As she headed down the road with her sack, Edith felt a surge of gratitude for the folks in this town. Tomorrow was Friday and Dat was going to Kansas City—he’d be gone until evening—so she hoped she’d be caring for the babies at least another day . . . and maybe this outpouring of sentiment and assistance from the neighbors would soften her father’s heart. Or maybe, if they heard he was returning the twins to a home where they wouldn’t be properly cared for, Lydia and the other women would express their disapproval and change Dat’s mind. There had to be a way. . . .
Edith blinked. She’d been so lost in thought that she’d headed the wrong way down the county road—toward Nora and Luke’s house on the hill instead of her own home.
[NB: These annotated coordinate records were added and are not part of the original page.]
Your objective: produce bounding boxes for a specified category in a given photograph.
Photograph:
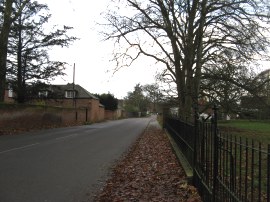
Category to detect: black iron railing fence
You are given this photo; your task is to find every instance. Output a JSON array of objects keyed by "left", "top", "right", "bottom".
[{"left": 164, "top": 106, "right": 270, "bottom": 202}]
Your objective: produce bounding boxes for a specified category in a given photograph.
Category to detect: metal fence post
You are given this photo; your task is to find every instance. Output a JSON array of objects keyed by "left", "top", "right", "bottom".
[
  {"left": 85, "top": 108, "right": 88, "bottom": 122},
  {"left": 193, "top": 104, "right": 199, "bottom": 168},
  {"left": 212, "top": 104, "right": 219, "bottom": 202}
]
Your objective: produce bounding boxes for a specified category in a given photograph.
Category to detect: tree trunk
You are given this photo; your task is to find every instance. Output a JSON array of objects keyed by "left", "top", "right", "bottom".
[
  {"left": 0, "top": 0, "right": 13, "bottom": 102},
  {"left": 16, "top": 10, "right": 25, "bottom": 103}
]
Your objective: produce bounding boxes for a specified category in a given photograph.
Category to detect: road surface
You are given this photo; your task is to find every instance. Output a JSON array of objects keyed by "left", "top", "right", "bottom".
[{"left": 0, "top": 118, "right": 151, "bottom": 202}]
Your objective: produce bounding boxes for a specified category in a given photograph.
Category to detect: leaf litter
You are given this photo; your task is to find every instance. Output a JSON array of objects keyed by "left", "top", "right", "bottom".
[{"left": 94, "top": 120, "right": 202, "bottom": 202}]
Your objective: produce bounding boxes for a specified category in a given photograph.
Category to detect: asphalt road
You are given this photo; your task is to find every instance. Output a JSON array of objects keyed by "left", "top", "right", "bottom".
[{"left": 0, "top": 118, "right": 151, "bottom": 202}]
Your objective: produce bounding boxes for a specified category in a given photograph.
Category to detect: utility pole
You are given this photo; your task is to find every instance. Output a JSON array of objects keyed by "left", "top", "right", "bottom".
[{"left": 72, "top": 63, "right": 76, "bottom": 108}]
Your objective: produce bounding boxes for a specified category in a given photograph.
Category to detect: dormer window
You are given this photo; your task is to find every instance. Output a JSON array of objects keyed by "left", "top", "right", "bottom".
[
  {"left": 8, "top": 85, "right": 14, "bottom": 98},
  {"left": 8, "top": 89, "right": 13, "bottom": 97},
  {"left": 65, "top": 90, "right": 76, "bottom": 98},
  {"left": 38, "top": 90, "right": 48, "bottom": 98}
]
Your feet knew where your heart wanted to go. But you can’t stay long. Folks will talk

and your sisters are babysitting.
Before she lost her nerve, Edith hurried up the driveway toward the attractive two-story house where she’d heard Asa was staying.
* * *
After taking a hot shower to soothe his aching body, Asa put on one of Luke Hooley’s plain green shirts and then pulled on a pair of his trousers. He and Luke were nearly the same size, and Asa was grateful that his host had loaned him some clean clothes. Despite a killer headache, he chuckled at the assortment of bold prints hanging in the closet—and at the fact that some of Luke’s shirts and Nora’s dresses matched. Not every Mennonite husband would be pleased that his woman had sewn such striking garments for him, but Asa suspected Hooley was too enamored of his attractive redheaded wife to fuss about it.